Ophthalmology may be in the vanguard of that effort, Dr. Tsang said, noting that Spark Therapeutics, a late-stage gene therapy company, received both breakthrough therapy and orphan product designation from the U.S. Food and Drug Administration (FDA) last year for its lead product candidate, SPK-RPE65, for the treatment of retinitis pigmentosa (RP). The company last week released positive Phase III data on SPK-RPE65.

“Ophthalmic precision medicine is facilitated by the eye’s relative immune privilege and accessibility, and the effects of treatment can be precisely monitored non-invasively at the resolution of a single cell with adaptive optics imaging,” Dr. Tsang said. Because the eye is a “pair organ,” it provides the ideal treatment-control conditions and carries a low risk of rejection of gene and stem cell therapies.

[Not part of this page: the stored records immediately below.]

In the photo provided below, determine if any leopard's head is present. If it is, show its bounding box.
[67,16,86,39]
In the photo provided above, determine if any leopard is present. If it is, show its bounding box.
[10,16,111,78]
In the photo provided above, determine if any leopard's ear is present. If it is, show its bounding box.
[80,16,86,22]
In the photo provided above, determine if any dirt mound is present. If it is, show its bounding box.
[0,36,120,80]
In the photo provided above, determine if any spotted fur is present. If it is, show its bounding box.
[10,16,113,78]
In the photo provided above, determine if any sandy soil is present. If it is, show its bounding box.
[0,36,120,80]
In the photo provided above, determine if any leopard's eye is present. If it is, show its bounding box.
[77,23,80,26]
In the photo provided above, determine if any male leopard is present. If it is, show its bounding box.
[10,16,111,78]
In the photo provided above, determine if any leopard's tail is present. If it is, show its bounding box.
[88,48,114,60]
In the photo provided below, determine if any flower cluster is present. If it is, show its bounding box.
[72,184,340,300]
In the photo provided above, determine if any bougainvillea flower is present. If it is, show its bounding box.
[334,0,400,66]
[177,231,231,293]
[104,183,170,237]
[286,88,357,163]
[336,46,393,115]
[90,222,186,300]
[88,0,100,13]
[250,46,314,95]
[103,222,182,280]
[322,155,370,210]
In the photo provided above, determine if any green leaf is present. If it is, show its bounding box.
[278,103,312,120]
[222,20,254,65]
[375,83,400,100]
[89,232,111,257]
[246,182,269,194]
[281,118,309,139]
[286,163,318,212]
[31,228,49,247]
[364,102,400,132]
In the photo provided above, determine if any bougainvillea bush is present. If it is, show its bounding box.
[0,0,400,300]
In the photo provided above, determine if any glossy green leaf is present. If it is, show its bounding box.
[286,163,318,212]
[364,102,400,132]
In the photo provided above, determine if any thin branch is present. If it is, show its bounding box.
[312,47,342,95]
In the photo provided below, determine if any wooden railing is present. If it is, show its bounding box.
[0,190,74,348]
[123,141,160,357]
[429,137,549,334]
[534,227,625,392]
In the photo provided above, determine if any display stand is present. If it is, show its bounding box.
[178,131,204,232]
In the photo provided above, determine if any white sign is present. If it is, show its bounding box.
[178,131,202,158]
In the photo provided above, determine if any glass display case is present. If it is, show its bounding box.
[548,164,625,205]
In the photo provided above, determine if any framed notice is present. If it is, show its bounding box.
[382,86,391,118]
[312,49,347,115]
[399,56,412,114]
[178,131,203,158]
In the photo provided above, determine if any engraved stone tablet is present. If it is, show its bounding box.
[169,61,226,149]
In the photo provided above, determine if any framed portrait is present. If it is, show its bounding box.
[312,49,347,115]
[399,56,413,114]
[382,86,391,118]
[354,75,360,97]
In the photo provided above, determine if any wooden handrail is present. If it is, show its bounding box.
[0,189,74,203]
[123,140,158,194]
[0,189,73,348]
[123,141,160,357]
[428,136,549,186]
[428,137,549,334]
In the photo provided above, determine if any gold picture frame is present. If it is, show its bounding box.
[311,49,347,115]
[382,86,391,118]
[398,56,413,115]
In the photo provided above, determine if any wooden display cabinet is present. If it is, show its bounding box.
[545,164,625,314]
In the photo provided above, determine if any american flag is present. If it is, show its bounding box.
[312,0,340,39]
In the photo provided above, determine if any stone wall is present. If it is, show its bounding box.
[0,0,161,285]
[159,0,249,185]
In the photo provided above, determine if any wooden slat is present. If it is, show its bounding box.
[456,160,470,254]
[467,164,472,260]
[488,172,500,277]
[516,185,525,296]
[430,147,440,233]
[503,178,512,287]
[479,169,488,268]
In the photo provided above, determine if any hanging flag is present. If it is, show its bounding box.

“In fact, therapies involving embryonic stem cell transplants for macular degenerations are the only FDA-approved regenerative medicine trials currently,” Dr. Tsang said. His clinic at Columbia University alone has more than 800 genotyped RP and juvenile macular degeneration patients awaiting FDA approval of gene therapy.

“Supporting vision research will be essential to making therapies based on precision medicine at Columbia a reality,” Dr. Tsang said. “An office to liaise with the FDA on approving gene therapy and autologous stem cell transplantation provides just one example of the additional resources that will be needed.” He is hopeful that the NIH advisory committee report is a step in that direction.